Moderator effect findings so far
One strength of the Jerry Lee Program has been its capacity to detect important moderator effects: not just whether RJCs “work,” but for whom they work more or less well, or even make things worse. Such differences have been found to date for victim gender, offense severity, offender baseline offending frequency, offender drug use, and initially for race in Australia (Strang and Sherman 2015*), although the latter appears to have disappeared in a 15-year follow-up (Sherman et al. 2015a, b*) and will be reported in detail in a separate article.
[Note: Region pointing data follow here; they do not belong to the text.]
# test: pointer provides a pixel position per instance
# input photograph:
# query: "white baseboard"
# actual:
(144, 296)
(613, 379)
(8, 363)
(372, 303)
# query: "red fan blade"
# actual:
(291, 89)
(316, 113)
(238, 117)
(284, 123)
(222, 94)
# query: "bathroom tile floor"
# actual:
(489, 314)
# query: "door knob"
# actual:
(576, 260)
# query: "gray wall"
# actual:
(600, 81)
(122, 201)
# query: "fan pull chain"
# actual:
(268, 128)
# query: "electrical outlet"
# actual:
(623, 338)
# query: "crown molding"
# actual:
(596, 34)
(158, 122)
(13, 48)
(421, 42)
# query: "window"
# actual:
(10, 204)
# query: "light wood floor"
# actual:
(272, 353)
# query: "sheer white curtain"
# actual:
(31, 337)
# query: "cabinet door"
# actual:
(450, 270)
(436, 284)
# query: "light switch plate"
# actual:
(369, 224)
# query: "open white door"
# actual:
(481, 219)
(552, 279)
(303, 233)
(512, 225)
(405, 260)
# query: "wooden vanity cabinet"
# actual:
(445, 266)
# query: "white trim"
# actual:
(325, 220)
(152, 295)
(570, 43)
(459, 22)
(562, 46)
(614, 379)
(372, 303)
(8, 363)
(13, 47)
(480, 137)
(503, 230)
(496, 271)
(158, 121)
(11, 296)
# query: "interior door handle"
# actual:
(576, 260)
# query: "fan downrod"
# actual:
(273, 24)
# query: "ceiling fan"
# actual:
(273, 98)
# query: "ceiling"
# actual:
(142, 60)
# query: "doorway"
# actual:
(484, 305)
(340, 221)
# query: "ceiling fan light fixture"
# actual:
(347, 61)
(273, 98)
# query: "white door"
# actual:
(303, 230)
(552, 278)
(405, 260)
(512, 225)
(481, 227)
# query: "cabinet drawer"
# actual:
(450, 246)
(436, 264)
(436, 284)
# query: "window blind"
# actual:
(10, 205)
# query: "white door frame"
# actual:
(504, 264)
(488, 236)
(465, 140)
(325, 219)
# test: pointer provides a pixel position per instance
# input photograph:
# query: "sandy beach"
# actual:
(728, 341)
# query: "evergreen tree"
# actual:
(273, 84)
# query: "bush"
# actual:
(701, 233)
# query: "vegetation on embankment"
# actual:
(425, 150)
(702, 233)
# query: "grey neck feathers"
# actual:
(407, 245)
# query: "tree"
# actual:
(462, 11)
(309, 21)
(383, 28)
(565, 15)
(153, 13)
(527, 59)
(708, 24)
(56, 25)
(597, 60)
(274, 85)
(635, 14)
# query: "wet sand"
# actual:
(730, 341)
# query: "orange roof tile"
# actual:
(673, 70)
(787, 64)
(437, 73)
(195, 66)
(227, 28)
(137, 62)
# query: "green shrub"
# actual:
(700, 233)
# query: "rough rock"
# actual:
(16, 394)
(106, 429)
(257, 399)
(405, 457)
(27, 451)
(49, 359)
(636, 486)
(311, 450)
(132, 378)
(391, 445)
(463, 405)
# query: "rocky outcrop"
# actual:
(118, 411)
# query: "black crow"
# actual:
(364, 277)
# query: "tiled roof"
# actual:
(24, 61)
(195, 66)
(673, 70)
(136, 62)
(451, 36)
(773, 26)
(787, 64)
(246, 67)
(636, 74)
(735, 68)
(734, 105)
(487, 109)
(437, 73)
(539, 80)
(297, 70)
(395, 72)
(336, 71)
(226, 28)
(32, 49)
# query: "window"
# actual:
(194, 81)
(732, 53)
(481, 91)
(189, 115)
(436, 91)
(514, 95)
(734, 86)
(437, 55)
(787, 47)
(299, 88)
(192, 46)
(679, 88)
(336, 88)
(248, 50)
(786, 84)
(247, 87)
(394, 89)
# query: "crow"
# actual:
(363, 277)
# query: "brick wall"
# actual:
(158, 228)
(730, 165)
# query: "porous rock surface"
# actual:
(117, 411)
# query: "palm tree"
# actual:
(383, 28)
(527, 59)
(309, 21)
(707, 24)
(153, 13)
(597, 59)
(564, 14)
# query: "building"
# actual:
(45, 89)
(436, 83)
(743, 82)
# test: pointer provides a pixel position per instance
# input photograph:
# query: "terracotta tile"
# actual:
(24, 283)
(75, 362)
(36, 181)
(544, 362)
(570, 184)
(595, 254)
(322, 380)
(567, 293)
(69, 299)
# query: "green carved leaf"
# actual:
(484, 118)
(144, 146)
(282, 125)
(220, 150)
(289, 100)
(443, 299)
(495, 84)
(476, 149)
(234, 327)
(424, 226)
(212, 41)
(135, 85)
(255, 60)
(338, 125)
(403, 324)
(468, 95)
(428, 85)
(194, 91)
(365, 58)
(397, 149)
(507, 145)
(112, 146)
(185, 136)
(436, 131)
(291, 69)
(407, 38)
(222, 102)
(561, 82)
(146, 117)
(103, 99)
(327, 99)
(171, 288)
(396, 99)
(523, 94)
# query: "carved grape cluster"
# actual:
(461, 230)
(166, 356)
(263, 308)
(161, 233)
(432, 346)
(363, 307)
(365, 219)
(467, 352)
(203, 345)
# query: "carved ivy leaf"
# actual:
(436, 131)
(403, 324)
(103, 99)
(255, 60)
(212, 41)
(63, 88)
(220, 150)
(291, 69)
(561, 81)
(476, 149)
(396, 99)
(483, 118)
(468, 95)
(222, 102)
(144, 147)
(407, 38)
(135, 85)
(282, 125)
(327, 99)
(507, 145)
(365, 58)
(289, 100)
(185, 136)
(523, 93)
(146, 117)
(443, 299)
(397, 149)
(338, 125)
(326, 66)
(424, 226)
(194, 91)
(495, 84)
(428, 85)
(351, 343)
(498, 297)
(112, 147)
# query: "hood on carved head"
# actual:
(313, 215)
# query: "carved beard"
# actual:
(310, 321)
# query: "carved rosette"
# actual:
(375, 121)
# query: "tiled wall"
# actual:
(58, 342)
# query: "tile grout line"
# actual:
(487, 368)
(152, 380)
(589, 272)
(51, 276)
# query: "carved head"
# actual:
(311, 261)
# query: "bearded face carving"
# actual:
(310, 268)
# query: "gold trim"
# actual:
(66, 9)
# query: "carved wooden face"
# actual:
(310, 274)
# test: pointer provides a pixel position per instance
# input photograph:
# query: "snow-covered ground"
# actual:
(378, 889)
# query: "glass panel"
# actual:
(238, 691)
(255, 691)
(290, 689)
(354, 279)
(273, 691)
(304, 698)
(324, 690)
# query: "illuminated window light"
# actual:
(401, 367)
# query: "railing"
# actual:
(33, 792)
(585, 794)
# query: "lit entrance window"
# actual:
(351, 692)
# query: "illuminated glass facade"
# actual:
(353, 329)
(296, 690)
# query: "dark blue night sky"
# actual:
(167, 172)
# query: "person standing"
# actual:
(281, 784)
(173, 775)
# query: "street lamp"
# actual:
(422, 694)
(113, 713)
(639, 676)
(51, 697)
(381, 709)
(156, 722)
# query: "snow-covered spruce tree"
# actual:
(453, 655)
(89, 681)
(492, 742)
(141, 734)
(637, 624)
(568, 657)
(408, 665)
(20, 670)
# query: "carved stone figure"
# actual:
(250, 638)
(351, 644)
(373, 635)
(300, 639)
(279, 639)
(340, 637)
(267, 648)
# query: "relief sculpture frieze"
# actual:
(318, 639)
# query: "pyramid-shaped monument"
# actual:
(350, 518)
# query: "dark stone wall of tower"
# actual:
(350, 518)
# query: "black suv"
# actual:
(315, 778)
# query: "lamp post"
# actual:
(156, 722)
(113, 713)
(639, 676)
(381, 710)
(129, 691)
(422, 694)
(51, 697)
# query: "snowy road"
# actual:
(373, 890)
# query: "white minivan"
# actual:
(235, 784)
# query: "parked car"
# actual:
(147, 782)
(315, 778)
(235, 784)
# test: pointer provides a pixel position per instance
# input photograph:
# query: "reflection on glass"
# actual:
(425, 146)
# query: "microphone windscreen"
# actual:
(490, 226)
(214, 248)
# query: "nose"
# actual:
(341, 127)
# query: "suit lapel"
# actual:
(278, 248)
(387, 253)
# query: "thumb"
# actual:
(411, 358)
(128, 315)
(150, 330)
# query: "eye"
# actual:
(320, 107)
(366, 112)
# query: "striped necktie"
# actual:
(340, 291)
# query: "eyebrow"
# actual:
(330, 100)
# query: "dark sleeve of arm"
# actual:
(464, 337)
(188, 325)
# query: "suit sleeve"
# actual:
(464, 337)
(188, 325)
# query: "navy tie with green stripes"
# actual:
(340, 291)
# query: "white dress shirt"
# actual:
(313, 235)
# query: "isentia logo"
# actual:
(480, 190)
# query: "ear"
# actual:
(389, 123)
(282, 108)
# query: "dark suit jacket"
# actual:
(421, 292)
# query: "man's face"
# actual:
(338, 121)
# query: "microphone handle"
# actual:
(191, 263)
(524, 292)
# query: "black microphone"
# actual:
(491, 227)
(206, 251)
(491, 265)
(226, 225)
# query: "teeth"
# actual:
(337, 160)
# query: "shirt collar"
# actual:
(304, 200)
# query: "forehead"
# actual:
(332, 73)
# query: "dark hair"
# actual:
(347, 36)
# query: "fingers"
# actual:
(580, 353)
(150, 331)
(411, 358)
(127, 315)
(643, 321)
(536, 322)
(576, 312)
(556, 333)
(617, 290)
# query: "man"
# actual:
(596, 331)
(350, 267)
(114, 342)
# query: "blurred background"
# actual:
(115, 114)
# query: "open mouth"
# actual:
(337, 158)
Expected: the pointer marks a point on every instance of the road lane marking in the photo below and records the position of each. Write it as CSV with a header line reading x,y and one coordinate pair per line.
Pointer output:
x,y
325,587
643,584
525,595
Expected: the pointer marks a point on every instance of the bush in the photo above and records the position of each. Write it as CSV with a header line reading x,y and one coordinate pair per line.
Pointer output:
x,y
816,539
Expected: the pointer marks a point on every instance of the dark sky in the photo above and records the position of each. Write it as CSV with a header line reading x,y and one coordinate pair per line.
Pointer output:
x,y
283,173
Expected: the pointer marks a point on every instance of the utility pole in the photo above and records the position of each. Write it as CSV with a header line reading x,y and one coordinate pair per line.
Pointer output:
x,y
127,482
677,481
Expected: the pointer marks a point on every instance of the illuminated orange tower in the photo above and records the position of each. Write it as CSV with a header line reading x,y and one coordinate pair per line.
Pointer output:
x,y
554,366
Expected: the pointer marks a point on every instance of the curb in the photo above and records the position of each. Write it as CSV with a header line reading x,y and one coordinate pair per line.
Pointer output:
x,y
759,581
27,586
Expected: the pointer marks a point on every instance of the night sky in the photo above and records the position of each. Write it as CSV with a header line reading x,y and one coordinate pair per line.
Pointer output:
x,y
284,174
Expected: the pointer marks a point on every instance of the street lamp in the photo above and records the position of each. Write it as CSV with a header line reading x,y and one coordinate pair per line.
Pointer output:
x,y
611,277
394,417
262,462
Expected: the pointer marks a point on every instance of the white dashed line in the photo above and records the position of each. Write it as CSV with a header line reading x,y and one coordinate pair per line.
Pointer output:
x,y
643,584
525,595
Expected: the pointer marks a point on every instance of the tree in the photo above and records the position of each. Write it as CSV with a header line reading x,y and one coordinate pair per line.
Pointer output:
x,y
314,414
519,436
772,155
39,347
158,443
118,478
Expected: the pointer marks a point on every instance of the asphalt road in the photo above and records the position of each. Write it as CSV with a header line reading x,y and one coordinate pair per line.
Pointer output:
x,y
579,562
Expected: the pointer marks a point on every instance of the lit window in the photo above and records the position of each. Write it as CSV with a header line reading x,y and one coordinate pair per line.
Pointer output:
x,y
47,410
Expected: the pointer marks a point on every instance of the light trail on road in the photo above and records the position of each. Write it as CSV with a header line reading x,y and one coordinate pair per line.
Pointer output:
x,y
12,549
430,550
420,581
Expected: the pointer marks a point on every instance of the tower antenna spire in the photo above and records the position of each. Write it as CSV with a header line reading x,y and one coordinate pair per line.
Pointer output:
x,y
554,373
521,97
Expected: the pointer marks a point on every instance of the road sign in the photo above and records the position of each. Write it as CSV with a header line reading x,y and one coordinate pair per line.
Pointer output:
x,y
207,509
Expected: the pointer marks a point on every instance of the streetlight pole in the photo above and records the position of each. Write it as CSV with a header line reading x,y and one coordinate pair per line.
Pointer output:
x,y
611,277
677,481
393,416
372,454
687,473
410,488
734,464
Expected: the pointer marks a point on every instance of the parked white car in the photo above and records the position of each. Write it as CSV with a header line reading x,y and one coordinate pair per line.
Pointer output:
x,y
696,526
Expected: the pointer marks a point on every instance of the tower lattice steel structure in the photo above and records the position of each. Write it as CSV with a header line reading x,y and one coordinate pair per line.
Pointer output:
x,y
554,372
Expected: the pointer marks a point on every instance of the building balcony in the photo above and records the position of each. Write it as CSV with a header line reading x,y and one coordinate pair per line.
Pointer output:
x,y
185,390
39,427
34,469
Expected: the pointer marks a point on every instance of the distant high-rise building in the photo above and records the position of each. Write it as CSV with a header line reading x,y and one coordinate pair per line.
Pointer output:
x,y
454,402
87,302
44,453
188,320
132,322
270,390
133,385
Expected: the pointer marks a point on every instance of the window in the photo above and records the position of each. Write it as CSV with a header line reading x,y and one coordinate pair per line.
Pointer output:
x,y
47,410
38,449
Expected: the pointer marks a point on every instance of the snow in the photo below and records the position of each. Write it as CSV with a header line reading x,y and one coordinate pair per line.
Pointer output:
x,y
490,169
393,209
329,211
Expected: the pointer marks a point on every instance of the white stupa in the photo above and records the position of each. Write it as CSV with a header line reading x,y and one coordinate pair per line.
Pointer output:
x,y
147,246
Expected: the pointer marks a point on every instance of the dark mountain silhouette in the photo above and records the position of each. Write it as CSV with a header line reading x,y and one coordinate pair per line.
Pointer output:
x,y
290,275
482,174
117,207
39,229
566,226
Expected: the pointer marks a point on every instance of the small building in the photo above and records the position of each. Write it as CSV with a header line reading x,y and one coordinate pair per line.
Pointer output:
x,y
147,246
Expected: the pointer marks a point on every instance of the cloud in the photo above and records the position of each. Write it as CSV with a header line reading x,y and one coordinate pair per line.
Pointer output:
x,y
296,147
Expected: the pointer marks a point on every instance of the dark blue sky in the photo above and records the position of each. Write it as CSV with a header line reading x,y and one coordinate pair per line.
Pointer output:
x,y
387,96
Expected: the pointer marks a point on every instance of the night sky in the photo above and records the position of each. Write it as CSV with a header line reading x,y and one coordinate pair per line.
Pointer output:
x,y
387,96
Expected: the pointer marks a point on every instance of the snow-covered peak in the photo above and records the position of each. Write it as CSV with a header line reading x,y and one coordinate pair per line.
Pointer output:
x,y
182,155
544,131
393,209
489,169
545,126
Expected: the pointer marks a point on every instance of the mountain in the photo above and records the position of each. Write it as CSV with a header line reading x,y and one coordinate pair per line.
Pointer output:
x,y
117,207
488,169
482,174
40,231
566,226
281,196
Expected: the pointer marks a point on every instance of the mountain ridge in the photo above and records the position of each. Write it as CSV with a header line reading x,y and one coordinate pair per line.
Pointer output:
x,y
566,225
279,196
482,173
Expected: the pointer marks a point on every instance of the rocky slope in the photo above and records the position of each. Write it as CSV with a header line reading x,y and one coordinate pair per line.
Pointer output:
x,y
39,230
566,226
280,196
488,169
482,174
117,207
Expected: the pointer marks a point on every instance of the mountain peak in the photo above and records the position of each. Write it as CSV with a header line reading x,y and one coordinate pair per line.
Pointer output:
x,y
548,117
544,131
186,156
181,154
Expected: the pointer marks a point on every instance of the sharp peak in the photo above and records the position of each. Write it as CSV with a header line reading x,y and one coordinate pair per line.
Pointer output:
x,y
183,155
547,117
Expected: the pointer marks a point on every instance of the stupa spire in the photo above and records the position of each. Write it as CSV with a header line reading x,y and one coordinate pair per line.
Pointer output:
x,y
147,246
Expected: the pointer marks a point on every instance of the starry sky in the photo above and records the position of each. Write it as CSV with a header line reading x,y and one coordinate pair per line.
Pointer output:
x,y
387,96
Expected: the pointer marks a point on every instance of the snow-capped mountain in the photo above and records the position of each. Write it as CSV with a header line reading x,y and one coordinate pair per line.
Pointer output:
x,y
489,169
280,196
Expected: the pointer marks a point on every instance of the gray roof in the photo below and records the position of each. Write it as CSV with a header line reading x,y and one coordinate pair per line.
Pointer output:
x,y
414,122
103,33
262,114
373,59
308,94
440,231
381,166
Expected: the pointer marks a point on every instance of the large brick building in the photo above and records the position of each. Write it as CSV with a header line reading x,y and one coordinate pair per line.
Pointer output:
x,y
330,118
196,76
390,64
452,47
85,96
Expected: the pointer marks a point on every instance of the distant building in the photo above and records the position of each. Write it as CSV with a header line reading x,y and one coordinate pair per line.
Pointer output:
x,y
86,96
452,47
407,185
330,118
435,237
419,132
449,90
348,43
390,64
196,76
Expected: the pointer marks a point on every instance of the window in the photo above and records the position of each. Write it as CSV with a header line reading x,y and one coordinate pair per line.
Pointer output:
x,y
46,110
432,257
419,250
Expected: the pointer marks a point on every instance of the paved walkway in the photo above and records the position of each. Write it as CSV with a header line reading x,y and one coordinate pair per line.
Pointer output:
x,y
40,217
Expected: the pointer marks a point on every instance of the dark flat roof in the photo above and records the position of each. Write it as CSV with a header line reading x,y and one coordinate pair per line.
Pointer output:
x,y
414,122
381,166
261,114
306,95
Post-traumatic stress reduction and gender
If restorative justice were to be rationed on the basis of the greatest benefits it produces for victims, there is good evidence for prioritizing women. The Angel et al. (2014*) analysis of the post-traumatic stress symptoms reduction in London showed that while RJCs reduced PTSS as a main effect, women victims had much higher PTSS levels after burglary and robbery victimizations than male victims did. They also showed much more PTSS reduction after RJCs than men: 46 % were above subclinical levels of PTSS in the female RJC-assigned group compared to 78 % for female controls, while men only had a difference of 37 % RJC-assigned versus 45 % for controls.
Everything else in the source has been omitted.